Classroom lesson · Sooty Tern · 🇳🇷 Nauru

Sooty Tern

The ocean wanderer that fills the Pacific sky

Photo · Wikimedia Commons

What is it?

The sooty tern is a sleek, fast seabird with a black back and crisp white belly. It is one of the most widespread ocean birds on Earth, nesting on tropical islands across the Pacific and Indian Oceans. On Nauru, large flocks of sooty terns wheel and call over the coast, filling the air with their sharp, chattering cries.

Tell me more

Sooty terns are built for the open ocean. They snatch small fish and squid from the surface of the water, dipping down at speed and flicking back up without missing a wingbeat. They almost never land on the water itself — their feathers are not waterproof, so they stay in the air as much as possible.

During nesting season, sooty terns gather in enormous colonies. The noise from thousands of birds calling at once can be almost deafening. Each pair lays just one egg directly on the ground or on bare rock, and both parents take turns keeping it warm.

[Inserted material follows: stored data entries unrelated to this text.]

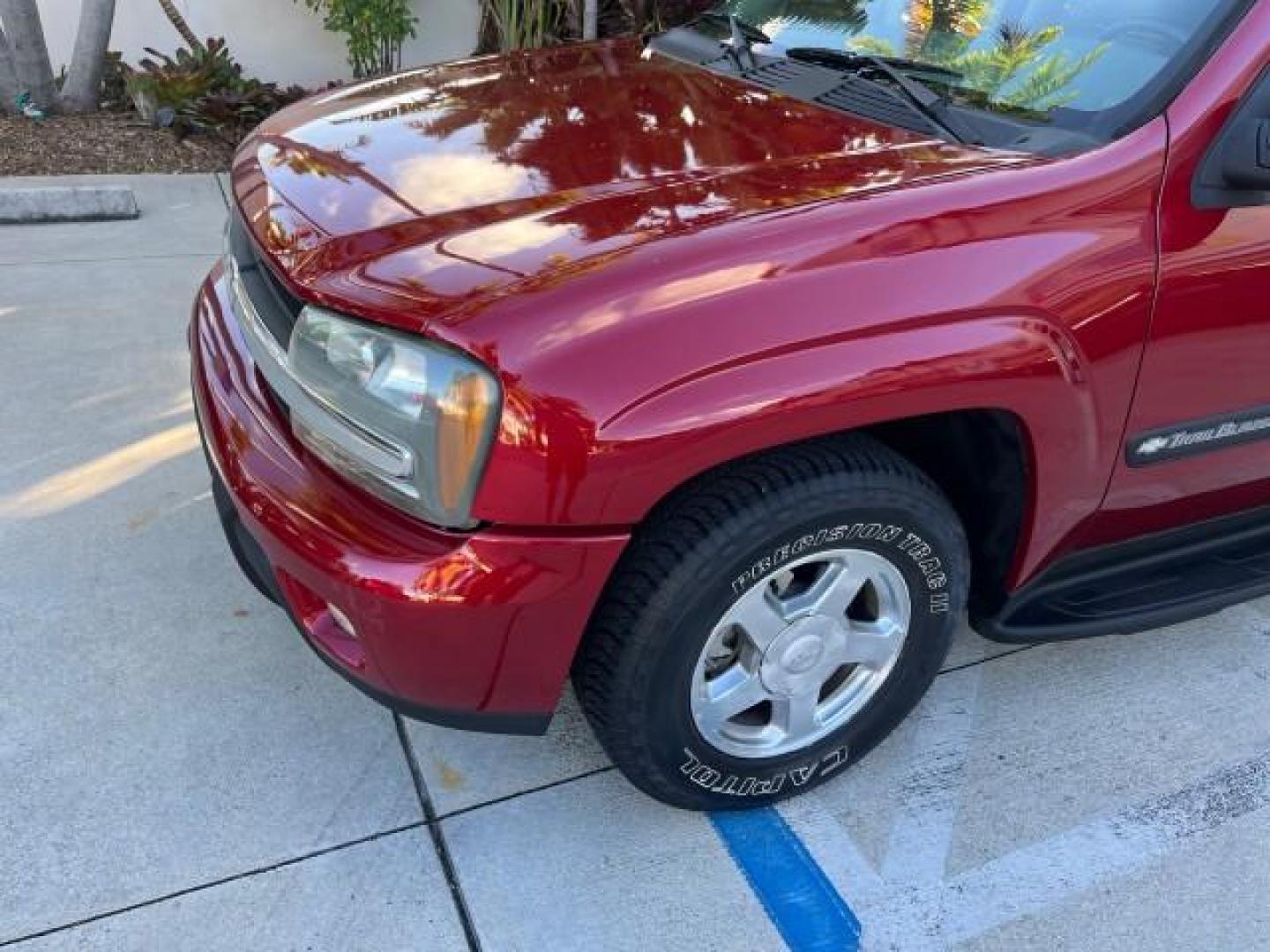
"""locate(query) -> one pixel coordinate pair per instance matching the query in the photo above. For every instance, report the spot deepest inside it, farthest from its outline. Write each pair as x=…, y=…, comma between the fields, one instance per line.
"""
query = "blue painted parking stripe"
x=802, y=903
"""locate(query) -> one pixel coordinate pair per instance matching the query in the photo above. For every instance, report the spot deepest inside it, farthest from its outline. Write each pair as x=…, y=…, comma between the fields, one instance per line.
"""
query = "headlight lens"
x=407, y=419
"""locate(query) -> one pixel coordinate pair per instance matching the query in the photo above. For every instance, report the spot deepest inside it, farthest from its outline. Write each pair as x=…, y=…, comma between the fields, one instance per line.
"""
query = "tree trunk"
x=83, y=89
x=8, y=77
x=176, y=20
x=589, y=19
x=29, y=54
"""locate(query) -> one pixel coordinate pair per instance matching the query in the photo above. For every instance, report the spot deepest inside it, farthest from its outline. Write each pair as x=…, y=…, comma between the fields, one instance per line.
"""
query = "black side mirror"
x=1246, y=155
x=1236, y=172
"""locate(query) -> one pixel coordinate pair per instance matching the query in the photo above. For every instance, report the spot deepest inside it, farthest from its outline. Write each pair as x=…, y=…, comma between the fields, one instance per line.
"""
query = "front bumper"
x=473, y=631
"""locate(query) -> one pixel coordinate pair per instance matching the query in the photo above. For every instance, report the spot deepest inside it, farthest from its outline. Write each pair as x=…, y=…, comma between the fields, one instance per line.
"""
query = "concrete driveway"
x=179, y=772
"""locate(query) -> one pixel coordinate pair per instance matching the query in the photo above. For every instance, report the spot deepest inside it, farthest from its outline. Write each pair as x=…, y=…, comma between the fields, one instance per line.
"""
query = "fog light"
x=342, y=621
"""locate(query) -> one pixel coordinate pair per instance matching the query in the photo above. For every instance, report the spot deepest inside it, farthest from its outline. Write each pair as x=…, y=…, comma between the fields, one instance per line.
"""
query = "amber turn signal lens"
x=465, y=410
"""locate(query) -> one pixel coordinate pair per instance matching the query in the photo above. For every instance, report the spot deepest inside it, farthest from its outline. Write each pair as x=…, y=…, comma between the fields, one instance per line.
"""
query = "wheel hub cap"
x=800, y=654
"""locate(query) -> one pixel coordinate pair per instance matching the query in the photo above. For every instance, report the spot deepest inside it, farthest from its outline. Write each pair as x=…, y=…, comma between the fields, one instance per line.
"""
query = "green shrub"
x=374, y=31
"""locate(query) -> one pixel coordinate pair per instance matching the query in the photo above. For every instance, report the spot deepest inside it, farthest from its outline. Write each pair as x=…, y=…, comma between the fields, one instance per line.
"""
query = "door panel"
x=1206, y=366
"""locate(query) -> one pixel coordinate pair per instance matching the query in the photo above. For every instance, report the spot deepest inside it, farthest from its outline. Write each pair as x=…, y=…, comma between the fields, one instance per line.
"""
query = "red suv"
x=728, y=369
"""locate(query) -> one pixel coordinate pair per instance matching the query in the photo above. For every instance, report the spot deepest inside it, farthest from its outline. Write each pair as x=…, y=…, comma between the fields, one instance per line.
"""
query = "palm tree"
x=26, y=34
x=8, y=74
x=81, y=92
x=176, y=20
x=25, y=65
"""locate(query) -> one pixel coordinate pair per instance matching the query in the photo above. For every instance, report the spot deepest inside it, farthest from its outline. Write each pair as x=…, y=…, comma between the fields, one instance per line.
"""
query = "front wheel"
x=773, y=623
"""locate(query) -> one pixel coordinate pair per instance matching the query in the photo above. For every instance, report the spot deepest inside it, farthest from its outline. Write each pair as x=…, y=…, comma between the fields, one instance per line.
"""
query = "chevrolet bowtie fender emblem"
x=1199, y=437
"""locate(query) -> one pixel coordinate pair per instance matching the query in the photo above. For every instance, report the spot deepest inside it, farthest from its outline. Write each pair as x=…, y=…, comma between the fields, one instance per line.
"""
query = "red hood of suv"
x=446, y=184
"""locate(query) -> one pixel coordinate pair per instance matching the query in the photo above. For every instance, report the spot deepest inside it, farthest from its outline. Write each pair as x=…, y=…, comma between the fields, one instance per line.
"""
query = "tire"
x=767, y=532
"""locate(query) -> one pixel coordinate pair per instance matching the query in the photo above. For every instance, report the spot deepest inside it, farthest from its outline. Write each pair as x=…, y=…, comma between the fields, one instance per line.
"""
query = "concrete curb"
x=66, y=204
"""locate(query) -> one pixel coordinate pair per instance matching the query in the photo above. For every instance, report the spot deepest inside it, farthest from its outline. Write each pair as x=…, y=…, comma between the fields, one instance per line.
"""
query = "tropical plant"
x=25, y=63
x=161, y=86
x=179, y=23
x=230, y=115
x=521, y=25
x=1016, y=71
x=375, y=31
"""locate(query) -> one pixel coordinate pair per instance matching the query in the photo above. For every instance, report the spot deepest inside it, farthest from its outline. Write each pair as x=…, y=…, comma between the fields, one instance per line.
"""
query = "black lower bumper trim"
x=485, y=723
x=256, y=565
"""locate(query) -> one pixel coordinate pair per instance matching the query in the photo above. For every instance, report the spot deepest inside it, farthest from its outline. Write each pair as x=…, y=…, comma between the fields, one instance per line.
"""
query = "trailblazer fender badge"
x=1199, y=437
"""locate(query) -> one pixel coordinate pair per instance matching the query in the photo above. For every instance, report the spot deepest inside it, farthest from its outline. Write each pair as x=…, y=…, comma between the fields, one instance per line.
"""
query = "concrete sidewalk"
x=181, y=772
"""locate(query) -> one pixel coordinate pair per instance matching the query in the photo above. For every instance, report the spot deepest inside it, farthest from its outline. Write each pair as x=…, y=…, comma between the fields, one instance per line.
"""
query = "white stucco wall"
x=277, y=41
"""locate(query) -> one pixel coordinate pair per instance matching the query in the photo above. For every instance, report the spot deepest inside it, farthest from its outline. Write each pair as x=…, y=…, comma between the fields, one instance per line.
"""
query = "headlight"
x=407, y=419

Nauruan children grow up with the sound of seabirds as part of daily life. The terns are so familiar that islanders can often tell what kind of bird is calling without even looking up. On a small island, knowing the wildlife is part of knowing your home.

In the classroom

Walk your class through this in 15 minutes.

Talk together

Discussion prompts

  1. 01Sooty terns travel thousands of kilometres but always find their way back to the same island. How do you think they navigate across the ocean with no roads or signs?
  2. 02The birds nest in huge noisy colonies. How is that similar to — or different from — the way people live in towns and cities?
  3. 03Growing up on a small island, you would know all the local birds by their calls. What sounds are part of your daily environment that you know without thinking?
Try this

Classroom activity

Listen to a recording of sooty terns (your teacher can find one online). Draw what you imagine when you hear the sound — the ocean, the flock, the island. Then listen again and add any details you missed.